If you’re coming from ROS or ROS 2, this chapter maps the concepts you already know to their Copper equivalents. The mental model is similar. Both are component-based frameworks with message passing, but the execution model is fundamentally different.

Concept mapping

ROS 2copper-rsNotes
NodeTaskA unit of computation
PublisherCuSrcTaskProduces data (sensor driver)
Subscriber + PublisherCuTaskProcesses data (algorithm)
SubscriberCuSinkTaskConsumes data (actuator)
.msg fileRust struct with derivesMessage definition
TopicConnection in copperconfig.ronData channel between tasks
Launch file + YAML paramscopperconfig.ronGraph topology + task parameters
colcon buildcargo buildBuild system
package.xml / CMakeLists.txtCargo.tomlDependency management
Executor#[copper_runtime] macroGenerated deterministic scheduler
rosbagUnified Logger + cu29-exportRecord and replay
Parameter serverComponentConfig in RONPer-task key-value configuration

Key differences

Scheduling

In ROS 2, nodes are separate processes (or threads in a composed executor).

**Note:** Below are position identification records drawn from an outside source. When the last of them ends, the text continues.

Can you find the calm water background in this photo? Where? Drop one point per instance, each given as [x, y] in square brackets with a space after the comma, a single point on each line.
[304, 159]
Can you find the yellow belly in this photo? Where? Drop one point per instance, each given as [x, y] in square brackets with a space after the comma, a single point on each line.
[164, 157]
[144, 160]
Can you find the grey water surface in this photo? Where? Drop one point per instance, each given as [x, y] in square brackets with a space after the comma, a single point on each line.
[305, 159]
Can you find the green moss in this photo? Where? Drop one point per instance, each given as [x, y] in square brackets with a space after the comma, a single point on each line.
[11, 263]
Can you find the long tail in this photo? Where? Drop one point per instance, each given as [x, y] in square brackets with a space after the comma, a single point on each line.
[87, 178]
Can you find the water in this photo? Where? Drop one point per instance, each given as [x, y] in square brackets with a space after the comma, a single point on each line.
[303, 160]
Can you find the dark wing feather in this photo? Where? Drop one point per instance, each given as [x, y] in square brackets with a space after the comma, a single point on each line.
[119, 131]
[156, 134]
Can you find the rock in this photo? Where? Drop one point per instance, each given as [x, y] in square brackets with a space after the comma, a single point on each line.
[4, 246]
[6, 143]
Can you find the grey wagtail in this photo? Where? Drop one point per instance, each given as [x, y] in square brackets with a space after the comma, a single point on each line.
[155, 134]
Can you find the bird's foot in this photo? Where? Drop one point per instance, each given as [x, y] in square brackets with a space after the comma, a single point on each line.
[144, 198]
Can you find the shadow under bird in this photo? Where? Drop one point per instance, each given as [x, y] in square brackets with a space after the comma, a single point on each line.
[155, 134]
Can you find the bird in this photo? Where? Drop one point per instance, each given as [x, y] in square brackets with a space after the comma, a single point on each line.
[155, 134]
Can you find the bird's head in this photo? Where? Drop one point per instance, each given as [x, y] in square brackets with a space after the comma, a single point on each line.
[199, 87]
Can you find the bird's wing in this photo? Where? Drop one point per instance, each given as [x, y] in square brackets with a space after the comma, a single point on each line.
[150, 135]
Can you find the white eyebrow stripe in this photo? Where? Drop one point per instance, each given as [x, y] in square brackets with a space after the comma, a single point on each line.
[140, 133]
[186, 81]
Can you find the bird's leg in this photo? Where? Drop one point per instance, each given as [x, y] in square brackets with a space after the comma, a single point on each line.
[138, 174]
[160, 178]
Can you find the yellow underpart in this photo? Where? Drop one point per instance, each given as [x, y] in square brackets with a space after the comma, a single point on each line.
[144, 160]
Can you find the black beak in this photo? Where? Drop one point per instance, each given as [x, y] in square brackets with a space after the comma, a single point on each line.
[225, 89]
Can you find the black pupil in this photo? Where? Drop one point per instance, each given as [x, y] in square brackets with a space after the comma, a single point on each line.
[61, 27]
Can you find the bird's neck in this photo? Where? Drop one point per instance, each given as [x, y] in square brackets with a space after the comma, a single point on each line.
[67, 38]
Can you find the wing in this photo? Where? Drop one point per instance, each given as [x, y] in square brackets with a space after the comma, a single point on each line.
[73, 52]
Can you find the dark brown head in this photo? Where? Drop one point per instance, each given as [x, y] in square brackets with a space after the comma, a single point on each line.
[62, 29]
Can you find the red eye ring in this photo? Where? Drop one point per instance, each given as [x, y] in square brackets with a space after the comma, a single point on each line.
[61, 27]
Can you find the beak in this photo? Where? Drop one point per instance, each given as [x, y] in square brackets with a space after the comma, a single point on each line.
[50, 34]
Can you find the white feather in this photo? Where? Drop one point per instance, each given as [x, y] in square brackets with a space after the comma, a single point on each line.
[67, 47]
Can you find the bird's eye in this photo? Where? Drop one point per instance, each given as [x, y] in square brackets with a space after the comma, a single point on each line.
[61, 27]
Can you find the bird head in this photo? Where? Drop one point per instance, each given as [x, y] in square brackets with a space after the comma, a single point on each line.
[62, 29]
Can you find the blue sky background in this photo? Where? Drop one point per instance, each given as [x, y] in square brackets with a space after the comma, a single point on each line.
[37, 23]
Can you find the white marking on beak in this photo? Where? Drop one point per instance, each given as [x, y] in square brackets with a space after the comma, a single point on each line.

Callbacks fire asynchronously when messages arrive via DDS. The execution order depends on network timing and OS scheduling – it’s non-deterministic.

In Copper, tasks run in the same process and are called synchronously in a compile-time-determined order. Every cycle, every task runs in the exact same sequence. There are no callbacks, no races, no surprises.

Message passing

In ROS 2, messages are serialized, sent over DDS (a network middleware), deserialized, and delivered to callbacks. This adds latency and allocations.

In Copper, messages are pre-allocated buffers in shared memory. A task writes its output directly into a buffer that the next task reads from. No serialization, no copies, no allocations on the hot path.

Replay

In ROS 2, rosbag records and replays topic messages. Replay is approximate – timing jitter, OS scheduling, and node startup order can cause differences.

In Copper, replay is deterministic. The unified logger records every message and periodic state snapshots (“keyframes”). Given the same log, replay produces identical results every time, down to the bit.

Configuration

In ROS 2, you typically write a launch file (Python or XML), separate YAML parameter files, and topic remappings. These are resolved at runtime.

In Copper, everything is in one RON file (copperconfig.ron) that is read at compile time. If your config references a task type that doesn’t exist, you get a compile error, not a runtime crash.

Bridges

The good news is that you do not have to chose between Copper and ROS: Copper’s Zenoh bridge lets you run both side by side, so you can migrate incrementally.